Erdoğan declares national mourning after Haniyeh's assassination
People gather around a truck carrying the coffins of Hamas' late political leader Ismail Haniyeh and his bodyguard during a funeral procession in Tehran, Iran, Aug. 1, 2024. (EPA Photo)


President Recep Tayyip Erdoğan said on Thursday he was declaring a day of national mourning on Friday over Israel's assassination of Hamas political chief Ismail Haniyeh to show Türkiye's support for the Palestinian cause.

Haniyeh and a bodyguard were killed Wednesday in a predawn strike on their accommodation in Tehran, Iran's Revolutionary Guard Corps said, in an attack that has stoked fears of a wider regional conflict.

Haniyeh was in the Iranian capital for the inauguration of President Masoud Pezeshkian. The killing has sent shockwaves around the world and prompted major protests in the region, including in Türkiye.

"In order to show our support for the Palestinian Cause and our solidarity with our Palestinian siblings, a day of national mourning was declared tomorrow (Friday, Aug. 2) due to Hamas Political Bureau Chairman Ismail Haniyeh's martyrdom," Erdoğan said on social media platform X.

Although the strike on Haniyeh was widely assumed to have been carried out by Israel, Prime Minister Benjamin Netanyahu's government made no claim of responsibility and said it would make no comment on the killing.

Haniyeh has been Hamas's lead negotiator in efforts for a truce and hostage release deal for Gaza, where Israel has killed more than 39,000 Palestinians, mostly women and children, since Oct. 7.

Earlier on Wednesday, Erdoğan, who has been one of Israel's most vocal critics, condemned the assassination of his close ally and "brother" Haniyeh and said the killing would not break Palestinians' will.

He denounced it as a perfidious act and vowed to continue supporting the Palestinian cause "with all our means and strength."

"May God have mercy on my brother Ismail Haniyeh, fallen in martyrdom after this odious attack," Erdoğan wrote on X earlier on Thursday, denouncing "Zionist barbarity."

Haniyeh, who spent much time in Türkiye before the conflict started, last paid a visit to Erdoğan in Istanbul in April.

Thousands of pro-Palestinian protesters marched through the streets of central Istanbul late on Wednesday to protest the assassination.

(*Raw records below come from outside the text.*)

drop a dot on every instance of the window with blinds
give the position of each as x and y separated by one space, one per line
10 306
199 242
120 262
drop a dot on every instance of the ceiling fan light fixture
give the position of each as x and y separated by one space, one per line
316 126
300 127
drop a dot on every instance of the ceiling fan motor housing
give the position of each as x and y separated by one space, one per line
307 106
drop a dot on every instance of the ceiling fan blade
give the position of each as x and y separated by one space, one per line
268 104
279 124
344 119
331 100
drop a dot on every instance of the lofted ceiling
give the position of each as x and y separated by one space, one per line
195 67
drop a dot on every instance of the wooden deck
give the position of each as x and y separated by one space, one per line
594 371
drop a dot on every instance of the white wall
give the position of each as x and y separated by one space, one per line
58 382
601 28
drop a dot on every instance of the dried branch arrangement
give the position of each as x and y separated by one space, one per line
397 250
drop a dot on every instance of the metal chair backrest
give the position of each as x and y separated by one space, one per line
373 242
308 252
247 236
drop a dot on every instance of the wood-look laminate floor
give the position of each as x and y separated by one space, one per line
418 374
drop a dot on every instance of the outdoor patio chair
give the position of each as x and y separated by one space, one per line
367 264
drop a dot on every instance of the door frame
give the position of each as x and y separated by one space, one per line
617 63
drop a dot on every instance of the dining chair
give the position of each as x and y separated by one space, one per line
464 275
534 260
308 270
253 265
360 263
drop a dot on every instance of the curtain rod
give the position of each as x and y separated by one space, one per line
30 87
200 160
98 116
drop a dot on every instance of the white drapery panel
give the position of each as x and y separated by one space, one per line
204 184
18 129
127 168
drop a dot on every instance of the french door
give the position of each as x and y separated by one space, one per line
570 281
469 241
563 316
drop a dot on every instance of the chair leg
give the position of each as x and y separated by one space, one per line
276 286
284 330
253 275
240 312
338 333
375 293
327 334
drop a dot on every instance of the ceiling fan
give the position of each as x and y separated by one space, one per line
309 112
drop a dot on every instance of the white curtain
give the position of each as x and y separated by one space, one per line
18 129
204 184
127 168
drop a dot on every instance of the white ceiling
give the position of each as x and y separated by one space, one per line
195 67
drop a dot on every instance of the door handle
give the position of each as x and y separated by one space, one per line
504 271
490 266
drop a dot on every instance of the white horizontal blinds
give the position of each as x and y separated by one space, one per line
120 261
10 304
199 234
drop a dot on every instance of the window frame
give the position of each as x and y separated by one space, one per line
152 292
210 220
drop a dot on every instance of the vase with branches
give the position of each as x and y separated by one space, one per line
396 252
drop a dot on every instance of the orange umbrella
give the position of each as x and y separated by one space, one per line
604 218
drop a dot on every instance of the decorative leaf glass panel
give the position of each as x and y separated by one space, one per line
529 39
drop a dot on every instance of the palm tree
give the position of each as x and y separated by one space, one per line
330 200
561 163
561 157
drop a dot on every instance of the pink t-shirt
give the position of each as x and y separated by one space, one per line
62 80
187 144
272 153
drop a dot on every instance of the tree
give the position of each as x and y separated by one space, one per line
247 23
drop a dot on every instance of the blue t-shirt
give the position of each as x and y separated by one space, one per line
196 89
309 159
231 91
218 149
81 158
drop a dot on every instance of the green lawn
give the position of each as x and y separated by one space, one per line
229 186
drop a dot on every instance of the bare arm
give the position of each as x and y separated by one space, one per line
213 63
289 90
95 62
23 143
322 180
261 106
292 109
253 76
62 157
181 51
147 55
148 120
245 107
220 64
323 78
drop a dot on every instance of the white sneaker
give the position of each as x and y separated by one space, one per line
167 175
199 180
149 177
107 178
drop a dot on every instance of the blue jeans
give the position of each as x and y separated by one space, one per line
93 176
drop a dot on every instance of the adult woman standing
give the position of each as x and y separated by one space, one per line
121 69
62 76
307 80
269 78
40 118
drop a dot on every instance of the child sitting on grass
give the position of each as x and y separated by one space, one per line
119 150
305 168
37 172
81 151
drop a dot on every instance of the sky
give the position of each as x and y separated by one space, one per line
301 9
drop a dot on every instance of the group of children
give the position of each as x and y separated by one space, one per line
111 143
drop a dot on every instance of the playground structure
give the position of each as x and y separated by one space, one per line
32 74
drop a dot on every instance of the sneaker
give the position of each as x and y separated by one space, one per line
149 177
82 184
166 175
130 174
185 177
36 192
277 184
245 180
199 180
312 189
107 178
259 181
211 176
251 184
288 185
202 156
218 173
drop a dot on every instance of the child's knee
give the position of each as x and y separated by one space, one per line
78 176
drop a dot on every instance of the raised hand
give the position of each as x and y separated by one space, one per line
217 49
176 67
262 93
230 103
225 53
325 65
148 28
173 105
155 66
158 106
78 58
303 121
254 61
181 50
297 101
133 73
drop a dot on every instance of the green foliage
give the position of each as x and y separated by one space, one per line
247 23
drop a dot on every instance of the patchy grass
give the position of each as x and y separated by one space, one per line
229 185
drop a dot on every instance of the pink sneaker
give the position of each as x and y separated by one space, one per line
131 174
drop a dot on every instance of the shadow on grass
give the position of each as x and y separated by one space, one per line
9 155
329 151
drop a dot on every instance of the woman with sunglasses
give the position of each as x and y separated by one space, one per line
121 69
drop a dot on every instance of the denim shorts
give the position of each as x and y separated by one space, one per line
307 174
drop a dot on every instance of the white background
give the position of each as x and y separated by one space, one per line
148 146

The demonstrators held posters with Haniyeh's photos and banners reading, "Martyr Haniyeh, Jerusalem is our cause and your path is our path."

Protesters were chanting "Murderer Israel, get out of Palestine," "thousands of greetings from Istanbul to the resistance in Gaza" and waving Turkish and Palestinian flags during the march in the Fatih district of Istanbul.